渡辺麻衣は、実際にそれができる人間でありそれをする度胸もつもりもあった。
そのことがまた、相手に敏感に伝わり怯えさせる。
「話す? それとも指を切られたほうがいい?」
麻衣の浮かべる快活な笑みは爽やかで、朝のラジオ体操のインストラクターでもつとまりそうだった。
先ほど無言で暴力を振るった(頬を殴りつけた)人間のものとも思えない。
その二面性がますます怯えさせる。
そして、交渉とは、怯えた方の負け、なのだ。
◇
怯えきった相手からは、面白いように情報が取れた。
「こ……っ、交渉を、もちかかけ、もちかけろ、と。
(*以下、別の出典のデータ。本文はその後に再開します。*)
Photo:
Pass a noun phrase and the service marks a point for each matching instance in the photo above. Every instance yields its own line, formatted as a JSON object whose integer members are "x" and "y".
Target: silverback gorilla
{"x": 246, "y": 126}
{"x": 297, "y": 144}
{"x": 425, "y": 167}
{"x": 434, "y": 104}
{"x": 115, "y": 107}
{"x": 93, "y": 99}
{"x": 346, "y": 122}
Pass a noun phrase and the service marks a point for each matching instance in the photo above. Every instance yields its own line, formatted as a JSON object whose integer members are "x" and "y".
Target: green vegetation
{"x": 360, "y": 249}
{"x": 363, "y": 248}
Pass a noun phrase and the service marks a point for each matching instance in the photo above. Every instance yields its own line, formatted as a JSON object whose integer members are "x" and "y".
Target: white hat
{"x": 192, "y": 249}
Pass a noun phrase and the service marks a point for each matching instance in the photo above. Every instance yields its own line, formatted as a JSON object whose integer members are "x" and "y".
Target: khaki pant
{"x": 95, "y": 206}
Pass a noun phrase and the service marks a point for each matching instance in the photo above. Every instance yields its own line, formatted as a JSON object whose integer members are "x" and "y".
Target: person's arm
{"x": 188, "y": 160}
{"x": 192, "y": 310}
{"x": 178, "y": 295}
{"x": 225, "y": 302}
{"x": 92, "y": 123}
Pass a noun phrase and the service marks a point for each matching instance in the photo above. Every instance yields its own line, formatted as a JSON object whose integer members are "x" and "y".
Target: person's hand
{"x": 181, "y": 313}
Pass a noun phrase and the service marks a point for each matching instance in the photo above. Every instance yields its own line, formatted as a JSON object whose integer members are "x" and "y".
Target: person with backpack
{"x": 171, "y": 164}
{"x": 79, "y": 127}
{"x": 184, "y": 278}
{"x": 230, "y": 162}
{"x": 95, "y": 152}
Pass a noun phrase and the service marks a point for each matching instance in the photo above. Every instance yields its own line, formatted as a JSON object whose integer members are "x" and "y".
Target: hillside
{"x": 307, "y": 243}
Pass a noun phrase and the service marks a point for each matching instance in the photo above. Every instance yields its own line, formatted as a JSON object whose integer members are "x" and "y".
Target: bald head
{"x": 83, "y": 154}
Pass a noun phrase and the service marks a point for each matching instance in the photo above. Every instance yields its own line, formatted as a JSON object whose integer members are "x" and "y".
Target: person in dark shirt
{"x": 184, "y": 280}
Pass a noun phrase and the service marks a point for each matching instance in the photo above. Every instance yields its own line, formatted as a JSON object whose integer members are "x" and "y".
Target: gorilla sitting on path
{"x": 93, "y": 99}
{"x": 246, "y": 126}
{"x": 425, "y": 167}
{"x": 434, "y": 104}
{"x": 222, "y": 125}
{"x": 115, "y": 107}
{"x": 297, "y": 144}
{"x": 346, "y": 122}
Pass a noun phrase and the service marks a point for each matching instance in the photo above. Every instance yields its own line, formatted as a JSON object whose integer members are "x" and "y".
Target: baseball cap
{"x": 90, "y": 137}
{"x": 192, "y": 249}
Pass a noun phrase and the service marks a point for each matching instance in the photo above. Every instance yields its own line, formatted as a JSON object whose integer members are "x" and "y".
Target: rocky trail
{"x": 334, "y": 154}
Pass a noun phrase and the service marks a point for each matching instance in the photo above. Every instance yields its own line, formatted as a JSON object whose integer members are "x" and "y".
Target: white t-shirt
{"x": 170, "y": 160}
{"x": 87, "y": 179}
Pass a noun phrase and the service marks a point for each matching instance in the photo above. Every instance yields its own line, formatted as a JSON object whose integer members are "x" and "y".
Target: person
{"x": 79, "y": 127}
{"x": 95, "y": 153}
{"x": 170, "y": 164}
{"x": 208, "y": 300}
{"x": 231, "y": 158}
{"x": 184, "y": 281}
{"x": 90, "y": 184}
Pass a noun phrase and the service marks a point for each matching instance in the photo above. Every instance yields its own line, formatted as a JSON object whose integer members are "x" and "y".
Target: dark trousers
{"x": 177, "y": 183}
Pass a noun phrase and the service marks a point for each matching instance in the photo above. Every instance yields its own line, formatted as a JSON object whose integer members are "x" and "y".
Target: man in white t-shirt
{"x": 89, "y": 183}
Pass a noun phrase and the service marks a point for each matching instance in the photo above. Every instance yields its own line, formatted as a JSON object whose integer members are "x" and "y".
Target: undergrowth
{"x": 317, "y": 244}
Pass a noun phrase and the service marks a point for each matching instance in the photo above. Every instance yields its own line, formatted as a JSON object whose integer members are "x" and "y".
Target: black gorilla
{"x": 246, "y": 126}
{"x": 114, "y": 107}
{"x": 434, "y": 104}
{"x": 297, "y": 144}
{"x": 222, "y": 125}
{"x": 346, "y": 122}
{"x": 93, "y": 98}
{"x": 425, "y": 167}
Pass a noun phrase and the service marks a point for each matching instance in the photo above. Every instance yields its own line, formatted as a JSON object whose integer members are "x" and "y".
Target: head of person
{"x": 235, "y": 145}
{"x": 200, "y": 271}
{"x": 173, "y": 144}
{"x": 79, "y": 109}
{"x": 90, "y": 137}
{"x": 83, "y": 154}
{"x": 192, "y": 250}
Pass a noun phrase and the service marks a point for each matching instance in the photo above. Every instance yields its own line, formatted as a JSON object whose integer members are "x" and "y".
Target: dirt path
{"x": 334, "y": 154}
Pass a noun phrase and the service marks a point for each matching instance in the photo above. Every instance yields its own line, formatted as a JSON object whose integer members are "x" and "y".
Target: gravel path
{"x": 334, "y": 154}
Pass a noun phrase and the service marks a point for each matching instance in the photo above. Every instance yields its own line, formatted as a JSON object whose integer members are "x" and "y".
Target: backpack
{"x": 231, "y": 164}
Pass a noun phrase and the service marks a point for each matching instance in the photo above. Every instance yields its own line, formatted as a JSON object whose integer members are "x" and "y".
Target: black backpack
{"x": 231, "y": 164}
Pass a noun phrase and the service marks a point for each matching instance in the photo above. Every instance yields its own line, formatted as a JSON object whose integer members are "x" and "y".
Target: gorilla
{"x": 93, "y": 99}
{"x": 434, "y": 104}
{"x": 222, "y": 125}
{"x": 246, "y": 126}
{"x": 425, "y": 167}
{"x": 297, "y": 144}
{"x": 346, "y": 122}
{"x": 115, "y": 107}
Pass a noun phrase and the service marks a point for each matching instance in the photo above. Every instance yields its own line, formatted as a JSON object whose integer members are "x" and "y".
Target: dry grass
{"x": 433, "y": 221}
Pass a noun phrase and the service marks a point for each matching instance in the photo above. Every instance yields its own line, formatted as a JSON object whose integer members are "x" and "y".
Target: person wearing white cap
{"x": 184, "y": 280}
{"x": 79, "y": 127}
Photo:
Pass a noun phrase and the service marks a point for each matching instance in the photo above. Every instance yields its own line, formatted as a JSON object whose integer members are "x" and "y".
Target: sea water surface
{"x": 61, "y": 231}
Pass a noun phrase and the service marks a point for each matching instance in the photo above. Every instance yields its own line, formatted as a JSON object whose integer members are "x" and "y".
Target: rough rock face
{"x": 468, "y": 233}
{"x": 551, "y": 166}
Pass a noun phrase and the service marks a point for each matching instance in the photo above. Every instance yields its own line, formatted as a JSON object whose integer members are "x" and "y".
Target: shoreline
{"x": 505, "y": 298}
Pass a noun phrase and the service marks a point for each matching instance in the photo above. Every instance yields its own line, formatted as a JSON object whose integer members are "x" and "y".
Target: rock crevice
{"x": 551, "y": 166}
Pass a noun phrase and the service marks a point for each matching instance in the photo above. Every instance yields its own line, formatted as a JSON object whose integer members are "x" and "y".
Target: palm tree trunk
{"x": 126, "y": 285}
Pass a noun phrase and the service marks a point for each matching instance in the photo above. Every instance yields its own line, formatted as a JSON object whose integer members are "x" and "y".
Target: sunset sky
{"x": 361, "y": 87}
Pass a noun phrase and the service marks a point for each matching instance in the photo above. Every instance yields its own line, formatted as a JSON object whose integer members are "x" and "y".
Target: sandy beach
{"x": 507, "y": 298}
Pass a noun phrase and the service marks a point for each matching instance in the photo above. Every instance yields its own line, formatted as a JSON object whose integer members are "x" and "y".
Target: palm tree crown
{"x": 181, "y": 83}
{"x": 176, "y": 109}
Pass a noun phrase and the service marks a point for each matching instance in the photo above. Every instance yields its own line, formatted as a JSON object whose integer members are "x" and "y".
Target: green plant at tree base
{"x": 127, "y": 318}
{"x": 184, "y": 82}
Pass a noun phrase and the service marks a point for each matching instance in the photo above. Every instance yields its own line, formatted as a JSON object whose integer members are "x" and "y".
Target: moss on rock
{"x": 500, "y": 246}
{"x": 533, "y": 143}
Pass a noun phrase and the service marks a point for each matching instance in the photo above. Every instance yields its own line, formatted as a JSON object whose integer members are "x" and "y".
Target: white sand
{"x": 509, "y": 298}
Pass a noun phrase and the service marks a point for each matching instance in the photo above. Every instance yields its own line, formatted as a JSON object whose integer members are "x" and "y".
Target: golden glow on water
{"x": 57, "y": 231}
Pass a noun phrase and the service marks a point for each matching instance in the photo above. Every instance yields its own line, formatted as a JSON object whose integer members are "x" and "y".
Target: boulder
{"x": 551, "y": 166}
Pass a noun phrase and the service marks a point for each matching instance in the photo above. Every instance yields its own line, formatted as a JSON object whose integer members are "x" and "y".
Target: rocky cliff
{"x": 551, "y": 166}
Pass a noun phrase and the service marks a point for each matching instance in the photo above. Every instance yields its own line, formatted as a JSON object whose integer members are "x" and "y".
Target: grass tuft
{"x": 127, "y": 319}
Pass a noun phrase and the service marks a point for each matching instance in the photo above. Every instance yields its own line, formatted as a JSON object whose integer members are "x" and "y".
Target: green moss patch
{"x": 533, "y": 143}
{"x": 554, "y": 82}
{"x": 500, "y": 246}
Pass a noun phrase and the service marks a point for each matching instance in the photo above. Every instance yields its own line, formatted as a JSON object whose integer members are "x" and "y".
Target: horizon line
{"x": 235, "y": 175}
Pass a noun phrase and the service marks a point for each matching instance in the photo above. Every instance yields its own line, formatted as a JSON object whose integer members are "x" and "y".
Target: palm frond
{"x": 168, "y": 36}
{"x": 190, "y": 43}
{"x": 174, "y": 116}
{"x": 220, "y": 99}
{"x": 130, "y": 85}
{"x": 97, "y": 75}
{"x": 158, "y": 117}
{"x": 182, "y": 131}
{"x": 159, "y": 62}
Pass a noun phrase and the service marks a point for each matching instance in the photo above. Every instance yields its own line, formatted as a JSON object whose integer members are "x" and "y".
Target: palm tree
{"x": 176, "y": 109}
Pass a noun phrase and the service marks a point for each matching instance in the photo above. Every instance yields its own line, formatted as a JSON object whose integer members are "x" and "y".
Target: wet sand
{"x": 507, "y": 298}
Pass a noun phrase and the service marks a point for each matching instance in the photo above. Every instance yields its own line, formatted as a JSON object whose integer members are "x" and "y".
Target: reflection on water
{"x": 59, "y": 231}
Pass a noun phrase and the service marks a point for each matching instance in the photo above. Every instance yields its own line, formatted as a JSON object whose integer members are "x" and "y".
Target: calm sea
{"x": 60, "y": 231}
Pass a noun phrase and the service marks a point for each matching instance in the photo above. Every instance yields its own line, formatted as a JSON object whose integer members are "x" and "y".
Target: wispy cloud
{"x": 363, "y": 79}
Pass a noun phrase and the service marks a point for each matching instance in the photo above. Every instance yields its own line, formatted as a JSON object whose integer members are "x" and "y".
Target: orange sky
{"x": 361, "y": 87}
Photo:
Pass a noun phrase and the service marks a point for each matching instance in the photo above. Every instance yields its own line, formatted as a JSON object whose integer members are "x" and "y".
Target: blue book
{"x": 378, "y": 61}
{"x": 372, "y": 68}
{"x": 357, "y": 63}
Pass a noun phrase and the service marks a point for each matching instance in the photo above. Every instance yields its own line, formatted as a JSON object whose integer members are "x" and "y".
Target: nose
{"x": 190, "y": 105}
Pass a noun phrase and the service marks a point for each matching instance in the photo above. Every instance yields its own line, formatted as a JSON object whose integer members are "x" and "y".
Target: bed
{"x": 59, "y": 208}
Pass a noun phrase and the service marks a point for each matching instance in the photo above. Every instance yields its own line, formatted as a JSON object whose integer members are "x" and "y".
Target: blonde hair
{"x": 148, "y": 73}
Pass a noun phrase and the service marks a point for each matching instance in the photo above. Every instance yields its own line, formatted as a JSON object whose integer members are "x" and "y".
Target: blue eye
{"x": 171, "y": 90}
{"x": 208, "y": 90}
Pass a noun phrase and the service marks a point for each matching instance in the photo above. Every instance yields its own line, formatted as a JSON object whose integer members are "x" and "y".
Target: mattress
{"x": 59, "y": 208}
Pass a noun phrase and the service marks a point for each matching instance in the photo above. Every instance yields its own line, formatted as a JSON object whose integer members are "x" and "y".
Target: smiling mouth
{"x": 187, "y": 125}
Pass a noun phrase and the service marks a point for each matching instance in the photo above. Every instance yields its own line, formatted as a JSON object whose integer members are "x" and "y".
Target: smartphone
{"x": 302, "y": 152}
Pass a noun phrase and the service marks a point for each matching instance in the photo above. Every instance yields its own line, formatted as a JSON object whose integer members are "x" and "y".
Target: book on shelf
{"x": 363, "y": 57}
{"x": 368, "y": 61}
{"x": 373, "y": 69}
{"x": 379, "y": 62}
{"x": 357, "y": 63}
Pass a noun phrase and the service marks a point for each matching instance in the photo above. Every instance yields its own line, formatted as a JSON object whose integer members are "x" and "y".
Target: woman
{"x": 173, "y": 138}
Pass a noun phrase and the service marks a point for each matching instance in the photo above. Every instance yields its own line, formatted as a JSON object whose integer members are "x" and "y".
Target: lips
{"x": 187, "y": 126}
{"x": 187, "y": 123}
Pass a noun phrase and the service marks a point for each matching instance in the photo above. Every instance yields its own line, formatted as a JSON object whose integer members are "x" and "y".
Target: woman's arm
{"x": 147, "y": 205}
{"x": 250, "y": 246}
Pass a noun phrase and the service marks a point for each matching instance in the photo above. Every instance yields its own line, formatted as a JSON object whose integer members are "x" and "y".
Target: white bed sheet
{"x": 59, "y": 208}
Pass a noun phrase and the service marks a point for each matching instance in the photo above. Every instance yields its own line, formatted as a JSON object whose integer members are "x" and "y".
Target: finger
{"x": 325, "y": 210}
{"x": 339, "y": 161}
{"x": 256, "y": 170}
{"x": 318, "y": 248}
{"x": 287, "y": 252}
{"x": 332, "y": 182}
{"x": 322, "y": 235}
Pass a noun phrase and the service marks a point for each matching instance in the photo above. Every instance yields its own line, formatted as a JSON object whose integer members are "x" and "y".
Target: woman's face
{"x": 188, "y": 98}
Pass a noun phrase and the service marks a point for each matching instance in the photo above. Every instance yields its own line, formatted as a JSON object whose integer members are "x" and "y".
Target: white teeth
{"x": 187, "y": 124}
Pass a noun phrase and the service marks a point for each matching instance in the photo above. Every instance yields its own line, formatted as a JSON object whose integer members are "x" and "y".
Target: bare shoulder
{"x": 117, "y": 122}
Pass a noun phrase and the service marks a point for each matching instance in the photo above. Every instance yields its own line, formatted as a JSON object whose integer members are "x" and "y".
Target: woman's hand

そっ、そのように、いわれて……っ!」
「……毎度毎度思うけどさあ。どうして君なわけ? 交渉役って、重要だよ? とくに今みたいな状況で、僕に対しての使節に、どうして君? この局面で、僕ってかなり重要人物だとおもうよ? 石持ってるし、いろんなこと知っているし。そういう重要人物相手のきったはったの交渉に、どうして君みたいなお馬鹿なお子様が毎回でてくるのかな?」
麻衣の目の前で尋問されている(すでにそれは交渉ではない、尋問である)のは、かつて麻衣の前で食い逃げしてくれた相手である。
恨みはあっても義理はないし、交渉技術は下の下だ。
普通なら、麻衣の元には寄越さない。
もっとも……そういう道理で物事片付くなら苦労はない。
現実は得てして道理を無視した馬鹿馬鹿しい事が起こる。それもかなりの頻度で。麻衣はそれを知っていた。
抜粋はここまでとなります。